You may have decided it’s time to sell, but before you begin the M&A process, you need to take a good, hard look at what you plan to put on the block. Just because you’re ready doesn’t mean buyers will be interested — particularly if this is the first time you’ve thought about preparing your business for sale. Prospective buyers won’t just scrutinize your business, but they’ll also compare it to other opportunities in the marketplace.
Asking Tough Questions
With the help of your M&A advisors, go over your company with a fine-tooth comb, just as a buyer will during the due diligence stage. Evaluate everything from debt levels to personnel to customer relationships and address any issues that are likely to give potential buyers pause, such as too much business concentration in only a few customers.
As an owner, you probably value your business and its sale prospects highly. But to understand its actual market value, you need to think like a buyer and ask the kinds of questions buyers will. These include:
(Q) Is it Financially Sound?
Is your balance sheet strong relative to those of your competitors, particularly when it comes to debt? Do you have good growth prospects or has your company’s growth plateaued? If buyers sense financial distress or little growth opportunity, they’ll undervalue your business or, more likely, move on.
(Q) Is it Unique?
Identify what gives you a leg up on the competition.
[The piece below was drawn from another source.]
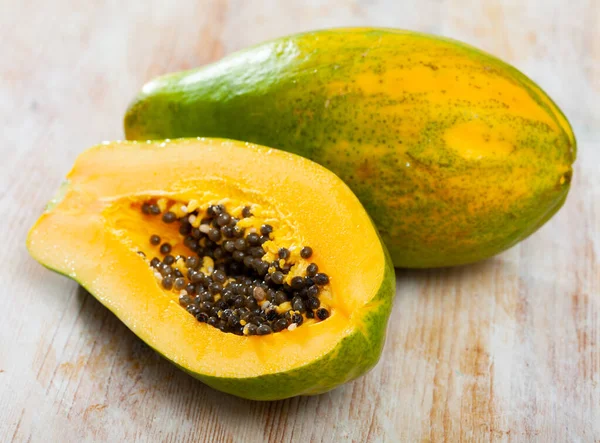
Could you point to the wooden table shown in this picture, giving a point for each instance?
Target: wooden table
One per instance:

Do you make a niche product essential to the business of other manufacturers? Do you own a valuable patent, trademark or brand? Do you have an exclusive client or customer list? Such assets can increase your company’s value in the eyes of the right buyer.
(Q) Is it an Easy Fit?
Buyers look for businesses with strong leaders, similar corporate cultures and the prospect of smooth integration. Do you have an experienced management team capable of easing the company through a merger transition? Have you provided incentives for good employees to stay?
Before entering the market, streamline your company’s operations so that buyers can focus on your essential offerings and not be distracted by peripheral issues. Begin at the office level, ensuring your facilities are clean, modern and professional looking. Next, make sure key business documents are well organized and easily accessible, including financial statements, which need to be accurate, up-to-date and easy to review.
Streamline at the organizational level as well. Try to resolve or minimize potential snags such as:
- Ongoing or pending lawsuits
- HR issues
- Major outstanding insurance claims
- Ownership of intellectual property
You may also need to separate your real estate holdings from your business. Some buyers prefer to buy real estate separately from the rest of the business so they have the option of easily selling it when the transaction closes.